Save Your Skin! 7 Sunscreen Myths Debunked
You ate right and worked out all spring long so you could fit into your itsy-bitsy, teeny-weeny, yellow polka-dot bikini. But that bikini doesn’t cover up very much skin, leaving you vulnerable to sunburn and skin damage. The benefits of protecting your skin include a lower risk of sunburn, reduced risk of skin cancer, and better-looking skin. Even if you don’t get sunburned, the sun ages your skin—and that damage isn’t limited to freckles and wrinkles.
Do you know the best way to choose among all the sunscreen options out there? In an effort to make it easier to find the best sunscreen for yourself or your children, the FDA has set up some new labeling guidelines for sun-protection products. Next summer, sunscreen manufacturers will be required to use the FDA’s new labeling guidelines. But how will you know what to choose to get your family through this summer's fun in the sun?
Before you hit the beach, make it a point to learn how to choose the best sunscreen for you and your family. Here are 7 myths about sun protection and some ways to work around those myths.
- Myth Number 1: Stratospheric SPF (Sun Protection Factor). While a higher number offers better protection against sun damage, it has not been proven that an SPF higher than 50 is any more effective. Don't pay a premium for a high SPF that's nothing but a pricey fallacy. But do look for sunscreen with an SFP of at least 15, and plan to go as high as 30 to 50 if you have very fair skin or plan on being outside for long periods of time.
- Myth Number 2: All UV rays are created equal. While only UVB rays cause sunburn, both UVA and UVB rays can lead to skin damage and skin cancer. You don’t have to wait until next summer to find Broad Spectrum sunscreens that protect against both. The UVB rays that cause sunburn are generally strongest between 10 AM and 2 PM (the time formerly known as Peak Tanning Hours), but UVA rays remain constant throughout the day. UVA rays, a major contributor to skin damage, are not filtered by glass—so if you’re in the house or in the car, you’re still at risk.
- Myth Number 3: Sunscreen is waterproof. The term “waterproof” will no longer be on labels as of next summer, because all sunscreen will wash off eventually. The FDA does permit sunscreen to be labeled “water-resistant” or “sweat-resistant,” but such labels must detail how long such protection will last—a maximum of 80 minutes. Some “water-resistant” sunscreen will only last 40 minutes.
- Myth Number 4: Apply sunscreen right before you hit the beach or dive into the pool. Sun-protection products need time to be absorbed by the skin. When possible, apply sunscreen at least 15 to 30 minutes before exposure to the sun. If you rub on sunscreen and go right outside, your skin will not be completely protected and you’ll run the risk of sunburn or skin damage. Don’t wait until the sun is at its strongest to put on your sunscreen. Begin protecting your skin first thing in the morning for maximum benefits.
- Myth Number 5: Apply sunscreen once a day; it lasts all day long. No sunscreen lasts all day. The protection will wear off even faster if you swim (and then towel off) or sweat. Plan to reapply your sun protection every two hours, and more-frequent application is better if you’re swimming.
- Myth Number 6: A little goes a long way.

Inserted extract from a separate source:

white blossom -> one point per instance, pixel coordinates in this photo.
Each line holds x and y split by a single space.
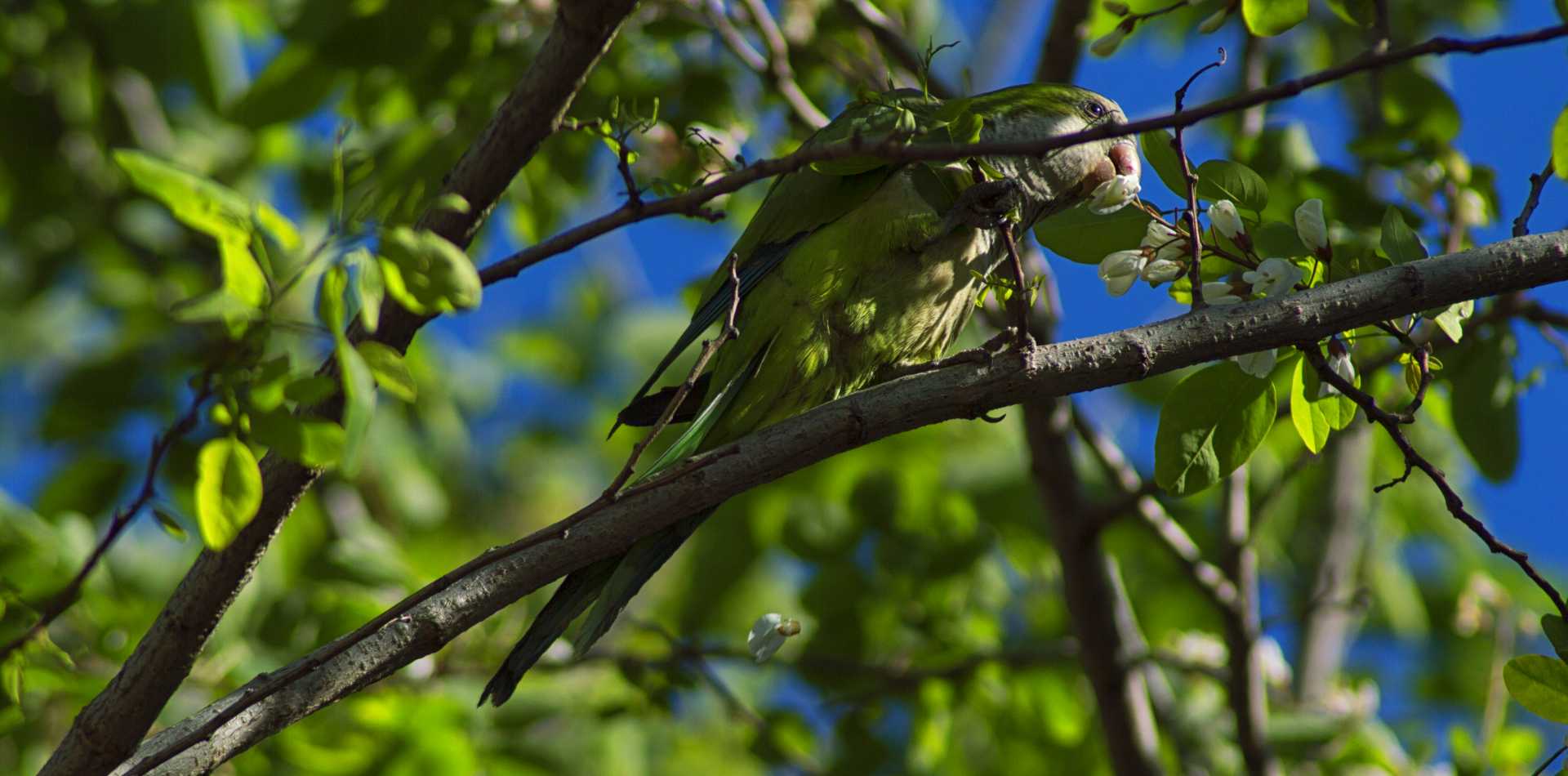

While more may not be better in terms of SPF over 50, more is definitely better when it comes to application. The American Academy of Dermatology recommends that you use about 1 ounce of sunscreen each time you apply. That’s about a golf-ball-size amount. If you’re planning a five-day beach vacation with three hours of beach time per day, you’ll need at least 10 ounces of sunscreen per person for that trip. And don’t wait until you get to the beach to buy your sunscreen—you’ll pay much less for sun protection when you’re closer to home. (Check for coupons on our Summer Deals page if you're buying sunscreen and swimwear online!)
- Myth Number 7: It’s called “sunblock” for a reason. Actually, there is no sunscreen that blocks all UV rays, so the FDA's new rules do not allow the word “sunblock” on labels; next summer, you won't see that term used anymore. A sunscreen with a 30 SPF protects against approximately 97% of UV rays.
Sun-protective clothing, when combined with proper sunscreen use, can also protect against the sun’s damaging rays. Those rashguard shirts made so popular by surfers are great for keeping the sand from scratching your skin as you swim or surf, but they can also help keep the sun off your skin. No need to go to surf-specialty shops on the boardwalk: you can find these at a great price at Lands End and Old Navy. Wide-brimmed hats can also keep the sun off your face (and your scalp. Do you remember to put sunscreen in your part?) And grabbing a seat in the shade of a tree or beach umbrella will help as well. So if you’re on the beach, on a boat, or even just hanging around in your own backyard, wearing sunscreen and covering up is the best way to protect your skin from the sun’s damaging rays.